Dota 2, on the other hand, has a very distinct tone, and a completely different audience. Instead of popping into a game for ten minutes while you burn off the last of your lunchbreak or just disconnect from the world for a second, a game of Dota 2 requires upwards of an hour to complete, and you’re with the same ten people the whole way through. If someone has something as incongruous as Alpine Ursa (currently the most contentious item in the Workshop, although Blademother comes a close second), it’s going to grate more than most, especially when he’s gallumping around in lederhosen and that silly hat.
Valve have to monetise Dota 2, because they’re not a charity. And the cosmetic items seem like the smartest way to go, and at least so far, the shop is extremely in keeping with the current theme for each character, making them look distinctly different but maintaining visual congruity. There’s little to complain about, except to fret about a slippery slope opening the flood gates to Snipers with AK47s and Rikis with fedoras and leather gloves.
Which is exactly what this voting system is designed to prevent. In theory it’s sound, as it puts the power directly in the community’s hands, leaving the decision up to them what makes it into their game. But even here, there’s a tinge of paranoia, because while the people playing the game right now tend to be the Dota hardcore, once the game is officially made available to all by Valve, they’re going to have a lot more players than just those who have spent the last few years capping towers and farming creeps.

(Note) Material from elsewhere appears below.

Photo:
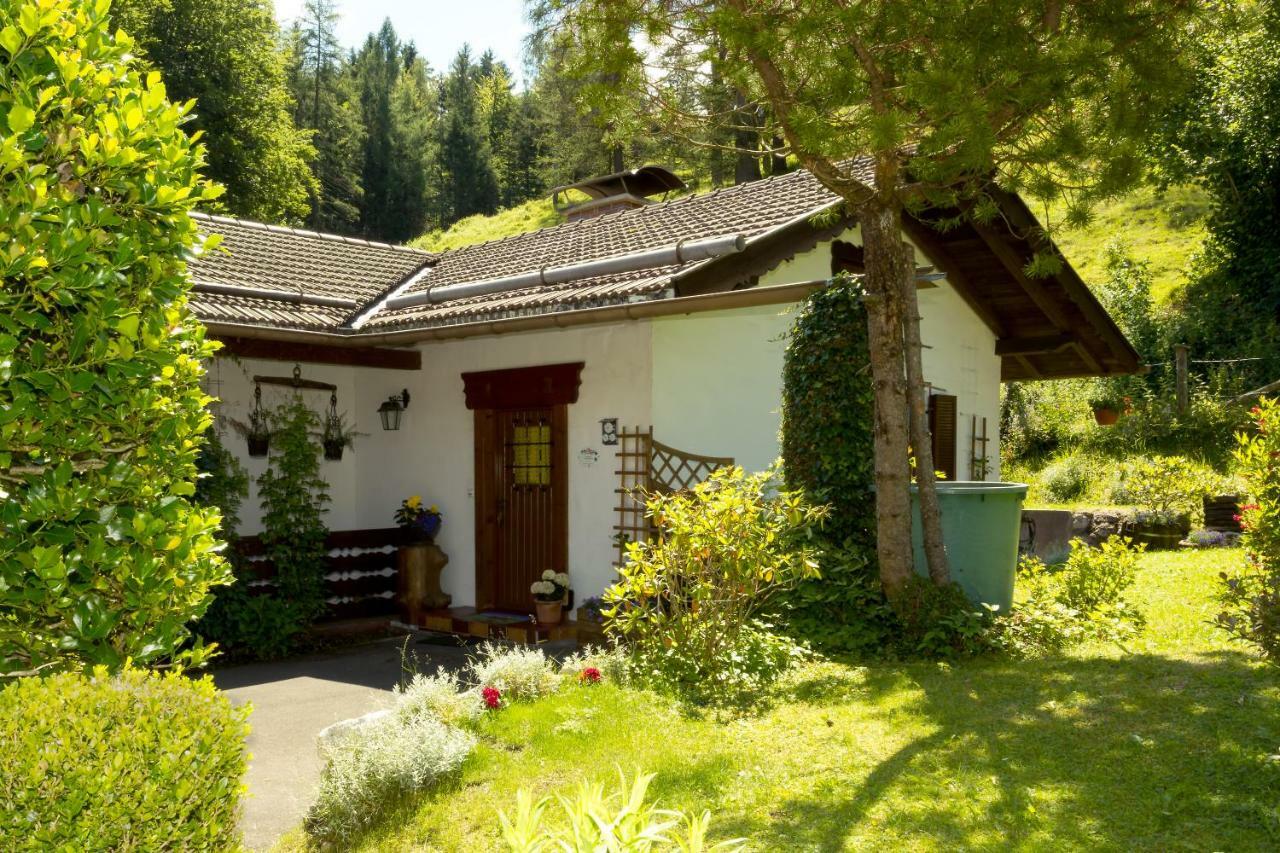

It’s the double edged blade that is Valve Software. They’re so good, and have been so consistentlygood, that huge amounts of people want to play every game that they release. However there’s a very good reason that so many people still consider Dota and Dota-likes to be some weird niche where everyone shouts at everyone and going into it without wearing the skin of a slaughtered Rhinoceros is pure lunacy. Dota 2 has an incredibly steep learning curve, and until you’ve climbed that cliff you’re going to do harm to your team. It’s just the nature of the game.
But if you’re going to get that many people coming in, getting enthusiastic about the game because of who made it rather than what it is, they’re not going to care about the tone, for the most part. They’re going to care if they can bring in something from their favourite game into this, and that’s what they’re going to upvote in the Workshop. It’s why so many games come with TF2 bonuses as preorder incentives, and why so much of the TF2 workshop is homages and references to other games.
If Dota 2 becomes as successful as Valve clearly wants it to be, then there’s a danger that mob rule isn’t going to be best for everyone.